Neurodegenerative disorders are a class of devastating diseases caused by the progressive loss of neurons, resulting in severe malfunction of the nervous system. These diseases affect elderly the most and have few effective modes of treatment. There are two major challenges for drug discovery in these diseases. First, the diseases exhibit complicated clinical symptoms only well after neuron loss, making early diagnosis extremely challenging. As a result, patients usually have already lost most of the disease-sensitive neurons when diagnosed definitively, often too late to be treated even when treatment is available. Second, for the most prevalent neurodegenerative diseases (Alzheimer’s and Parkinson’s) almost all patients (>95%) are sporadic, without clear family history or genetic causes. Thus, it is difficult to establish reliable genetic models to study these diseases.

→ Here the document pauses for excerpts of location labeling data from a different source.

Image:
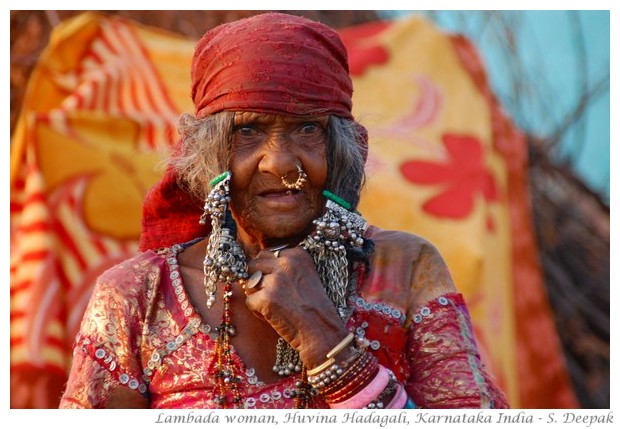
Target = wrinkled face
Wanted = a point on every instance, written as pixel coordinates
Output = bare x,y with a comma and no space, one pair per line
264,148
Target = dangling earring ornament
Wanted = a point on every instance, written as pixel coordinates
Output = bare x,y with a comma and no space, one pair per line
338,229
224,260
299,183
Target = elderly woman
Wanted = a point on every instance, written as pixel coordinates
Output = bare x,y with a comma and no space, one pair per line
282,296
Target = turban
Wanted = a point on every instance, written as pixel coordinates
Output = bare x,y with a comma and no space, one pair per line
269,63
272,63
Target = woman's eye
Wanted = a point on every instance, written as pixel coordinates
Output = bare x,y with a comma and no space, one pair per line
246,130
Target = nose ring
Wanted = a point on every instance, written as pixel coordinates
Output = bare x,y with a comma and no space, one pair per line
299,183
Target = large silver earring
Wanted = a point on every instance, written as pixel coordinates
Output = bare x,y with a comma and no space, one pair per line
299,183
338,229
224,259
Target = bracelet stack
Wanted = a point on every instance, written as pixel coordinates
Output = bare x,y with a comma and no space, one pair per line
357,382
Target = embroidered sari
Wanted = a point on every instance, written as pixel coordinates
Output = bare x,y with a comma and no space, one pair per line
141,334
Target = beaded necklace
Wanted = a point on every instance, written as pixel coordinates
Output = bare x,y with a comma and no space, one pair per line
338,229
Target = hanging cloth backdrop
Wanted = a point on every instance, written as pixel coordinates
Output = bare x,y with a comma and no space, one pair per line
445,163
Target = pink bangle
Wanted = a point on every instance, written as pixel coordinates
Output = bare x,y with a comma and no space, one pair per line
399,399
367,394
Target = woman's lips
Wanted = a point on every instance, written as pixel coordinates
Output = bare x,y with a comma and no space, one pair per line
284,197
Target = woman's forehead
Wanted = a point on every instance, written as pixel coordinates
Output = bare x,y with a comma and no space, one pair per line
272,117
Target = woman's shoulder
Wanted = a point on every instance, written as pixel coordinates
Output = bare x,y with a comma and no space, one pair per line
134,274
407,268
400,241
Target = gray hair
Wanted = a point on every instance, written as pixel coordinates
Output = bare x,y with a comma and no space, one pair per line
206,147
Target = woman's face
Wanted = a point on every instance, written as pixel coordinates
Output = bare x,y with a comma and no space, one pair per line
264,148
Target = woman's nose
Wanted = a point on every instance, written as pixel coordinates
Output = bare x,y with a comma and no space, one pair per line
278,157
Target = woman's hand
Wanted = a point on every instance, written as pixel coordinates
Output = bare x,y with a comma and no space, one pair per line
291,298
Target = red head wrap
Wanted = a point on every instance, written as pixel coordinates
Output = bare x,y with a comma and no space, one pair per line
271,63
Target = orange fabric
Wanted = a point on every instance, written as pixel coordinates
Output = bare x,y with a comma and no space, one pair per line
106,93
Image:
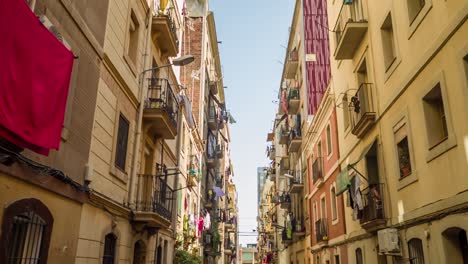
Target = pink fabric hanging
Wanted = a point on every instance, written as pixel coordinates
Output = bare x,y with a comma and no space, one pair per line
200,226
35,72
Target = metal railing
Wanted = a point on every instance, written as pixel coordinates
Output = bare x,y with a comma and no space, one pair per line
295,131
321,230
161,96
373,204
362,102
317,169
297,177
350,12
154,195
167,13
293,93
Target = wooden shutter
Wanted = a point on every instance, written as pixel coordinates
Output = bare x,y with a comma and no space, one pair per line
122,140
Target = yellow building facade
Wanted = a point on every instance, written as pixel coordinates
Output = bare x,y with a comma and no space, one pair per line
400,82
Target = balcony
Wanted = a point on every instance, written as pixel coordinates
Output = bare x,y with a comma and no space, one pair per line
271,152
283,134
230,247
164,32
317,172
296,184
350,28
192,179
210,199
363,115
154,202
286,237
214,87
219,151
230,224
213,118
373,216
284,164
284,201
321,230
295,136
294,100
291,64
210,246
161,109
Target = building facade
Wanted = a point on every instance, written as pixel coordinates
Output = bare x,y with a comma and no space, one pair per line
140,154
399,74
389,121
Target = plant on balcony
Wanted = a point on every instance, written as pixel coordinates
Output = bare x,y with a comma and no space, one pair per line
184,257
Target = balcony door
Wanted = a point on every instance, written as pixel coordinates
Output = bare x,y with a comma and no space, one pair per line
139,253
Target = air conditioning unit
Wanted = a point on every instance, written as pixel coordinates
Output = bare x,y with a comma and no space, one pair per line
389,243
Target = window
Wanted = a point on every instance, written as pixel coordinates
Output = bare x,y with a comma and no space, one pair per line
329,146
465,62
388,42
436,123
26,231
345,111
122,141
414,7
359,259
323,212
415,251
333,202
31,3
110,242
133,37
337,259
404,159
139,253
455,245
319,149
362,75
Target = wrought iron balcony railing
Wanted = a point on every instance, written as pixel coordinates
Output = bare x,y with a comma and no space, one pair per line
321,230
373,213
161,96
363,112
154,195
317,169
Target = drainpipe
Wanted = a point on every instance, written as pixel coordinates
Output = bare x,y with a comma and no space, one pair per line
141,97
176,180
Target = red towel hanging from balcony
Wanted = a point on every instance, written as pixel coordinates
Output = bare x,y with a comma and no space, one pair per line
34,79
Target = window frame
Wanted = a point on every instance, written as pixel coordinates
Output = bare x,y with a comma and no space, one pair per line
360,254
333,201
328,132
418,250
20,207
125,142
433,152
114,255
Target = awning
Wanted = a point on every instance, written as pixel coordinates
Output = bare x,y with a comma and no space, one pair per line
342,181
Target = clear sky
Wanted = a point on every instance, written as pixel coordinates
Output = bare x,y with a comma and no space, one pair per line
254,35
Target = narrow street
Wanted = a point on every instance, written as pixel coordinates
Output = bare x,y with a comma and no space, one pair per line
234,132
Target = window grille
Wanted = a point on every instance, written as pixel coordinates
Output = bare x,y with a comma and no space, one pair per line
122,141
109,249
26,239
416,253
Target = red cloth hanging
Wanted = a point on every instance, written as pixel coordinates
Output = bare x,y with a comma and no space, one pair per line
35,72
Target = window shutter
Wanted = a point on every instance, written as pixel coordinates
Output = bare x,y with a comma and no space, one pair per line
122,140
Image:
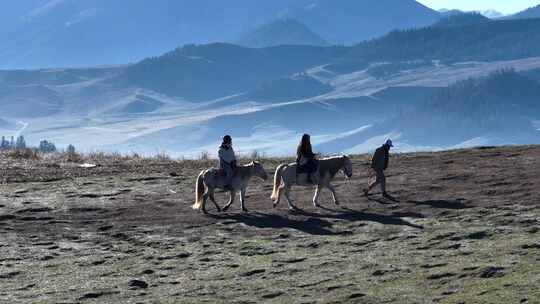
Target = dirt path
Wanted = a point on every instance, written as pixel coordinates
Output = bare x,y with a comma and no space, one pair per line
464,230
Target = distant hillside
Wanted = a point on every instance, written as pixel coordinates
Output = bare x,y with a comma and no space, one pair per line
282,31
462,19
503,105
532,12
204,72
44,34
299,86
352,21
486,41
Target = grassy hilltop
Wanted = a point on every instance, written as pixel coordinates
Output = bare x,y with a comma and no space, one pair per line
465,230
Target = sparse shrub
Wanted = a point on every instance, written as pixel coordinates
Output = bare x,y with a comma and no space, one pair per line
46,147
162,156
30,154
72,154
204,155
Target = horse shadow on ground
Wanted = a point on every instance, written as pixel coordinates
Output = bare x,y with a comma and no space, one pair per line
313,223
442,204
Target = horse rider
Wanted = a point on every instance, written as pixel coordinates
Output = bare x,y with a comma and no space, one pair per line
379,163
227,160
305,158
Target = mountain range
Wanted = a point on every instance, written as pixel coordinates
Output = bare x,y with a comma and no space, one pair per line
350,98
65,33
282,31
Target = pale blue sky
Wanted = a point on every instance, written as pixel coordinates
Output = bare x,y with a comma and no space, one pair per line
503,6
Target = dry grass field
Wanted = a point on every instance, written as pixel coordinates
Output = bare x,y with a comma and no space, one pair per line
464,229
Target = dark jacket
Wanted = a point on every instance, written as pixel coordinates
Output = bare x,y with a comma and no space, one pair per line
306,163
379,162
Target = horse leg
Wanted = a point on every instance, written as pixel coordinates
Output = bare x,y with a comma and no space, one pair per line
289,201
231,201
203,207
334,197
212,198
242,199
316,197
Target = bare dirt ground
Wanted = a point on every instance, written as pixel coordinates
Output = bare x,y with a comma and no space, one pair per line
465,229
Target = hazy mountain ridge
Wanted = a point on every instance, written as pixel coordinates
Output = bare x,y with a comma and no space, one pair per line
485,41
184,99
48,33
282,31
532,12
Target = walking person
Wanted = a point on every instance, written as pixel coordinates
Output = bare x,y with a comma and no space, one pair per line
379,163
227,160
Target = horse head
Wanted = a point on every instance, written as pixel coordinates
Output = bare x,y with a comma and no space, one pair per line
347,166
258,170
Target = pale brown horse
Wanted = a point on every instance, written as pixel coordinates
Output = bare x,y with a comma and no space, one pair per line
209,180
286,176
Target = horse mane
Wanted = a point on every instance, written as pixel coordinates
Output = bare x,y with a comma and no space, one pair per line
331,165
242,169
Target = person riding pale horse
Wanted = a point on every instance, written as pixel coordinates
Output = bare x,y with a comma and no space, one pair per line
237,179
286,176
305,159
227,159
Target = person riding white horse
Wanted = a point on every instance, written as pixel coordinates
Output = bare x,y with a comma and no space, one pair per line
286,175
209,180
227,160
305,159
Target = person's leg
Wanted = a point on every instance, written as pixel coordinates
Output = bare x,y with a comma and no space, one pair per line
382,180
228,178
372,183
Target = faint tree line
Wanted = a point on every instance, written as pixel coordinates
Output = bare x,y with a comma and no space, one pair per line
19,143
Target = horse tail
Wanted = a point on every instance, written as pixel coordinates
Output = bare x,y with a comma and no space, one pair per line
277,181
199,192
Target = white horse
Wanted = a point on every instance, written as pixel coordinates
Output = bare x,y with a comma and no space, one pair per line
286,176
209,180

Our lab is currently focusing on Huntington’s disease (HD), which is a major genetic neurodegenerative disease that causes neurodegeneration in the striatum (see below).
HD is a dominantly inherited disease that is cause by mutations of a single gene called HTT. This situation perfectly solves the two challenges mentioned above: early diagnosis becomes possible by HTT gene sequencing and the patient can be treated well before the disease onset. In addition, there are a number of HD animal and cellular models that faithfully represent the disease. Despite its clear genetics, drug discovery for HD remains challenging and is one of the focal points of our work.
The lab utilizes cutting-edge high-throughput technologies to identify potential drug targets or drugs, and validate them in cellular and animal disease models. The major animal model that the lab uses is the mouse CAG 140. This model expresses endogenous mutant Htt gene with expanded CAG repeat (140 repeats), mimicking the genetic mutation in human Huntington’s disease. This model exhibits motor functional defects at advanced age, mimicking the physical disease phenotypes. Our lab uses this model to validate potential drug targets or drugs by testing their modulation of the disease phenotypes. The BIOS module I designed aims at training students necessary technical skills required for these validation experiments, including the procedures to reveal the genotype of the mice and assess disease phenotypes.